Samsung Heavy Industries signed a strategic partnership with Oregon-based Vigor Marine Group to compete for U.S. Navy ship maintenance contracts, marking another Korean shipbuilder’s entry into America’s lucrative military repair market.
The agreement, announced Monday following high-level meetings between Korean and American officials in Washington, positions the world’s second-largest shipbuilder to bid on maintenance projects for Navy support vessels across forward-deployed locations in the Indo-Pacific region.
Samsung Heavy joins compatriots Hanwha Ocean and HD Hyundai, which have already secured their first U.S. Navy maintenance contracts, as Korean firms capitalize on America’s strained shipbuilding capacity. From 2015 to 2019, three-quarters of all aircraft carrier and submarine maintenance periods were completed late, resulting in over 7,000 days of cumulative delay.
The partnership forms part of Seoul’s “Make American Shipbuilding Great Again” initiative, promising $150 billion in U.S. investments.
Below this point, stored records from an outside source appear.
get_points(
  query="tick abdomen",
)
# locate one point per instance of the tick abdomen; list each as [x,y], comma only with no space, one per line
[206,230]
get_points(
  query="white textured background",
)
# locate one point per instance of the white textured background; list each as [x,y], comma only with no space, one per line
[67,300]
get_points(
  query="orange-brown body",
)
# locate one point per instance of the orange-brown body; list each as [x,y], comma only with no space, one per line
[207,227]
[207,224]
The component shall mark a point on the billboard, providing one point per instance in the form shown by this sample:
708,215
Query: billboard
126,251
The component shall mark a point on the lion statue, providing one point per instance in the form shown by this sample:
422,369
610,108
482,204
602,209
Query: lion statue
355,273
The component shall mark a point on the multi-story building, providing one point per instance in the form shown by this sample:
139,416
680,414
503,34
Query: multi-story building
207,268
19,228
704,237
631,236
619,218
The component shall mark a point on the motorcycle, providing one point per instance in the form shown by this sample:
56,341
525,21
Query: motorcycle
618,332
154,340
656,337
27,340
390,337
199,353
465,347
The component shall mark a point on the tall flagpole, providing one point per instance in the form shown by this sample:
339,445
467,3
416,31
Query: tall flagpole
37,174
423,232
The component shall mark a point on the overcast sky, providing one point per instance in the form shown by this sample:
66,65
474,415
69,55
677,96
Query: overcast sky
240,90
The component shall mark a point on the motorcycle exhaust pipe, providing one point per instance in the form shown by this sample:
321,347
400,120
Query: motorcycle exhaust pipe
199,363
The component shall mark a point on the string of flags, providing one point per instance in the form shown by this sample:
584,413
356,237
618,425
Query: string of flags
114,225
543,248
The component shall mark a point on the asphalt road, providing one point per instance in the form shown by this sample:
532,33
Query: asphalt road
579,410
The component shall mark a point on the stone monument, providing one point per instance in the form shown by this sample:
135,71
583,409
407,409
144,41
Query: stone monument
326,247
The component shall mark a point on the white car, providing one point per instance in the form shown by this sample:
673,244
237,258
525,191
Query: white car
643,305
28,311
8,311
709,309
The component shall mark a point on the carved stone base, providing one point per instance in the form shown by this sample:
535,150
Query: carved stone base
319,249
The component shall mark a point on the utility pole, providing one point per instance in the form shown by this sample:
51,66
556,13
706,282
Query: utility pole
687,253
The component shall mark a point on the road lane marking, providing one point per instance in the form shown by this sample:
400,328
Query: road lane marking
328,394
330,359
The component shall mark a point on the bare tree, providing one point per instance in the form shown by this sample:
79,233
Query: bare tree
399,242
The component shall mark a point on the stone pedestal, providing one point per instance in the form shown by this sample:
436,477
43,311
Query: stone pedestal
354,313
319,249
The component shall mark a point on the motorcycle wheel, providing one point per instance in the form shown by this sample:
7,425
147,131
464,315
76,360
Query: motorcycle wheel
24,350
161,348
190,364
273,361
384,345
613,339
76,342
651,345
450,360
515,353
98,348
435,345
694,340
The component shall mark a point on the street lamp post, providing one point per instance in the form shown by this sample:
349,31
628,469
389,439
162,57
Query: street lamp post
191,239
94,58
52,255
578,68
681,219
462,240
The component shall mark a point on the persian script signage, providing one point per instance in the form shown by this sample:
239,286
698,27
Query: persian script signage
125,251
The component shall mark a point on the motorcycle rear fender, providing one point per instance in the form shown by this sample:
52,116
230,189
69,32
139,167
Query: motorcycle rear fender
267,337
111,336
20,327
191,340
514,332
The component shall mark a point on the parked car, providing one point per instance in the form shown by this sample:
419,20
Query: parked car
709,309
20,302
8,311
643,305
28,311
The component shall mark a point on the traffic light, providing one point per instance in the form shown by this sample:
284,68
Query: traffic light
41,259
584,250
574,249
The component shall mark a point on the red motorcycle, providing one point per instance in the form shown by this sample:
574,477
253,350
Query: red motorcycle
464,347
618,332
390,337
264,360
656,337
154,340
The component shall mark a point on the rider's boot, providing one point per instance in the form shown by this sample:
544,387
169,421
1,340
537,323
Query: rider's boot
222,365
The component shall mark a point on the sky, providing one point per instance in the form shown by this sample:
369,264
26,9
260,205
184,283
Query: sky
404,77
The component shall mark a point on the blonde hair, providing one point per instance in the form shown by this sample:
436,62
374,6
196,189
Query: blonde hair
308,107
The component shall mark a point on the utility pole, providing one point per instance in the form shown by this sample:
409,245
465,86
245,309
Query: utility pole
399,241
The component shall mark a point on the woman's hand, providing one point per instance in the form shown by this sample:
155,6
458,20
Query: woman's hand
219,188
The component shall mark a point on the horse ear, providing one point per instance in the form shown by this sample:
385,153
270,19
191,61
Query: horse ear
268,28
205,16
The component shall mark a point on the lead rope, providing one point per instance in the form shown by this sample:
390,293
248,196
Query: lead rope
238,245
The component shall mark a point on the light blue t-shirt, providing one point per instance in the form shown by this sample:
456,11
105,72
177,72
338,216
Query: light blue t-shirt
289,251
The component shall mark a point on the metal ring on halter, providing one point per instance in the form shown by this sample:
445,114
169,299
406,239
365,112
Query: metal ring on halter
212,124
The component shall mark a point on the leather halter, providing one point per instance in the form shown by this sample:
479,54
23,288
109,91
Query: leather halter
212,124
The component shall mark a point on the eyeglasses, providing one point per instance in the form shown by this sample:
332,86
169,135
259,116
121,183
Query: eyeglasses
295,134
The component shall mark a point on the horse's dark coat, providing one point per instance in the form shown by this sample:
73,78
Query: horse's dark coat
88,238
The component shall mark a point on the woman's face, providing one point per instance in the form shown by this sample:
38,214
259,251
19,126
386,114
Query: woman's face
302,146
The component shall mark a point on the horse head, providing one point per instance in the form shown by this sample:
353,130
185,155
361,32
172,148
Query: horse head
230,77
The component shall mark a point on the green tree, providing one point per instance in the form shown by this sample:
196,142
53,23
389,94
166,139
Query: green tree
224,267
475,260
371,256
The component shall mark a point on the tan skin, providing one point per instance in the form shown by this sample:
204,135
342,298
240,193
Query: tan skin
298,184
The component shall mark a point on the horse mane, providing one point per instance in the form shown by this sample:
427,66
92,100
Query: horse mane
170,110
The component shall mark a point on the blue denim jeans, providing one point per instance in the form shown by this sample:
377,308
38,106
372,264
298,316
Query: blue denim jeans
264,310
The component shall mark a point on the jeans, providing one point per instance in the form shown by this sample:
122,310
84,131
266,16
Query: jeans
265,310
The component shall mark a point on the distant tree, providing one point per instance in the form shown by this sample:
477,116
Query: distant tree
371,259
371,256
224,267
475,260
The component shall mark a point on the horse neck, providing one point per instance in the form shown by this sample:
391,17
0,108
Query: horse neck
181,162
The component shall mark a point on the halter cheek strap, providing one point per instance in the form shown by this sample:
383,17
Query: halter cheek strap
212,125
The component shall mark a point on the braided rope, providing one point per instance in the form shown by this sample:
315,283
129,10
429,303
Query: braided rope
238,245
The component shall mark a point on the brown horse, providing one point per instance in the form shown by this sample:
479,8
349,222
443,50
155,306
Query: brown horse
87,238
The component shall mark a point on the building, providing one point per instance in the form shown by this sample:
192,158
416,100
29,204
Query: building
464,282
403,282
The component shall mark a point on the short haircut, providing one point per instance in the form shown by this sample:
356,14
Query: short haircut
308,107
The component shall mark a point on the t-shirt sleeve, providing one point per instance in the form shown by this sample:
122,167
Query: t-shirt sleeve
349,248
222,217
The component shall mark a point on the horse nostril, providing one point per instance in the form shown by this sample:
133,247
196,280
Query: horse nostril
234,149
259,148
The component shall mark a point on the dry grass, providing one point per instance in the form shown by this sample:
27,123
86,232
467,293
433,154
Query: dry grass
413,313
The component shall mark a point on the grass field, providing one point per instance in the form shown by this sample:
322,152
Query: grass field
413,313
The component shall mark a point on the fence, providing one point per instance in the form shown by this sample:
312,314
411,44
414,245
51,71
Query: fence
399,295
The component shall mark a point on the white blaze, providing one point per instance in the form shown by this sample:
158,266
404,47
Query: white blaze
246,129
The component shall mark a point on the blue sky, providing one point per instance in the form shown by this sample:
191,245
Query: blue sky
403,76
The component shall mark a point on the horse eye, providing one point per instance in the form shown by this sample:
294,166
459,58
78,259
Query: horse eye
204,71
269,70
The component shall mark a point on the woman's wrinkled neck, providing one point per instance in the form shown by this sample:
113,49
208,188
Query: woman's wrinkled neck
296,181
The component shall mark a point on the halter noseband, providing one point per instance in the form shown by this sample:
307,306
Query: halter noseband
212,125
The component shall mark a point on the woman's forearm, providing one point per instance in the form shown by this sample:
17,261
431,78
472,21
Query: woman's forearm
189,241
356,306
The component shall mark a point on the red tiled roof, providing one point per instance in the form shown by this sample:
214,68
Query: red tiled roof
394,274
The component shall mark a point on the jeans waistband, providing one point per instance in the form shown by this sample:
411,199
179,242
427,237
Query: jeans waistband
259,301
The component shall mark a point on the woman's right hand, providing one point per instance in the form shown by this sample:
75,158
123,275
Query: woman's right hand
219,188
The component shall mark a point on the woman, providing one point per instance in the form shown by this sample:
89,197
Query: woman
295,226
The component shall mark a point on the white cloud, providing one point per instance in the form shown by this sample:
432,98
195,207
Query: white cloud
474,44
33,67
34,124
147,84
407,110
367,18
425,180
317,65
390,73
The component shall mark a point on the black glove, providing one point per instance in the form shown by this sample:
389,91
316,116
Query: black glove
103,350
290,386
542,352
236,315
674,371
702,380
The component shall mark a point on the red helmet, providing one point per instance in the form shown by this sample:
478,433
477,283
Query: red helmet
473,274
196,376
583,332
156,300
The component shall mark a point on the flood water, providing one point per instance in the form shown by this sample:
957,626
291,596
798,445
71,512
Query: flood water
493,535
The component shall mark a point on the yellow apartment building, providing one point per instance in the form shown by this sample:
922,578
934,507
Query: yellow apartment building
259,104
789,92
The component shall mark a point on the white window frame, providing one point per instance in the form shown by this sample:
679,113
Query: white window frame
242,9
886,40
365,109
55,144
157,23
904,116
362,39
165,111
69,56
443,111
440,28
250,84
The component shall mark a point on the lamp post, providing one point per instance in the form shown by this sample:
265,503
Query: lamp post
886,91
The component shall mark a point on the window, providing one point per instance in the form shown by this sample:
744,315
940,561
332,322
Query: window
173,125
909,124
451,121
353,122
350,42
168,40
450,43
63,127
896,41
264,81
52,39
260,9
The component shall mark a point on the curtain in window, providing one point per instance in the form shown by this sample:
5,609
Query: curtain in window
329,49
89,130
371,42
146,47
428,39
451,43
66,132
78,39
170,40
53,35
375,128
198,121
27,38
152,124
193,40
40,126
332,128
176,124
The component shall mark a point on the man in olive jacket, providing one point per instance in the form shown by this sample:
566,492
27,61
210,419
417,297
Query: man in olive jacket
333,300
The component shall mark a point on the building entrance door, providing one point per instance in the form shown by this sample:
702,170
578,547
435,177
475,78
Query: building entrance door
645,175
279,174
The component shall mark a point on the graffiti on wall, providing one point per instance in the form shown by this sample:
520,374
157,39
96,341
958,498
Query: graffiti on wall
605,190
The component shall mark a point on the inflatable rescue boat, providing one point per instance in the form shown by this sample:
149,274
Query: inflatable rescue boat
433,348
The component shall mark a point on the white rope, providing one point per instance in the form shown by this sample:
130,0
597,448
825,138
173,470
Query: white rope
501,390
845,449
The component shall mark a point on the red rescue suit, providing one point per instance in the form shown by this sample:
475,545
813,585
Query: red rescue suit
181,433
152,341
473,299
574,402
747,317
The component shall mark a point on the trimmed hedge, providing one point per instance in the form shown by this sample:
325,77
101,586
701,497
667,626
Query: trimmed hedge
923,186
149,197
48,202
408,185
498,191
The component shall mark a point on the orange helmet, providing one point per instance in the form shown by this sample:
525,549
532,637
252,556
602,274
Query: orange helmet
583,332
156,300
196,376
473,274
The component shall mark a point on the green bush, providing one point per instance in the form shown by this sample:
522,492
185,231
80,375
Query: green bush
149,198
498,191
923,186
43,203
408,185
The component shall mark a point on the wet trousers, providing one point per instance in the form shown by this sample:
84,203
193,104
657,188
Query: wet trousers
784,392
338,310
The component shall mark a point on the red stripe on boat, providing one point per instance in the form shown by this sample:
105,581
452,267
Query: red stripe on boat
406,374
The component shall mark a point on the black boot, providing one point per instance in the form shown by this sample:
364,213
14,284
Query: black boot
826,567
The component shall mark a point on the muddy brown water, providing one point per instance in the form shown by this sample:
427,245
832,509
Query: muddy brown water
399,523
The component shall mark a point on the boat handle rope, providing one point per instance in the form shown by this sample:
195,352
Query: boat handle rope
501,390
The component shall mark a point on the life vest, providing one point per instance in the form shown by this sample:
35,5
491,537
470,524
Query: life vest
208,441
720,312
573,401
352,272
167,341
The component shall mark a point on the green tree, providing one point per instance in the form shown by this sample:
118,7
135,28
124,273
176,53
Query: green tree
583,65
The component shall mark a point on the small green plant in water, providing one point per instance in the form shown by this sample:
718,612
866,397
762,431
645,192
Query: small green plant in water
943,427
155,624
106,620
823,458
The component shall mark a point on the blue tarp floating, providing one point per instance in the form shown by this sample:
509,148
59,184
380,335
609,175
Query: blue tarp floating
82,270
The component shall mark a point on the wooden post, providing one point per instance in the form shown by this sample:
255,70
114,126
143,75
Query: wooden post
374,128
U.S. shipyards, which had the world’s highest production capacity during World War II, saw their market share fall to 0.04% by 2024, while Korean and Chinese yards now dominate global construction.
Whether Korean expertise can successfully address America’s industrial decay remains questionable. Training local workers could take four to five years, and it is hard to find people willing to do difficult shipyard work, industry sources told Reuters. Samsung Heavy’s ambitions extend beyond maintenance to eventual commercial shipbuilding partnerships and training centers, though execution timelines remain undefined.
Vigor Marine, acquired by Carlyle Group in 2019, operates facilities across six states and serves as the U.S. prime contractor in the arrangement.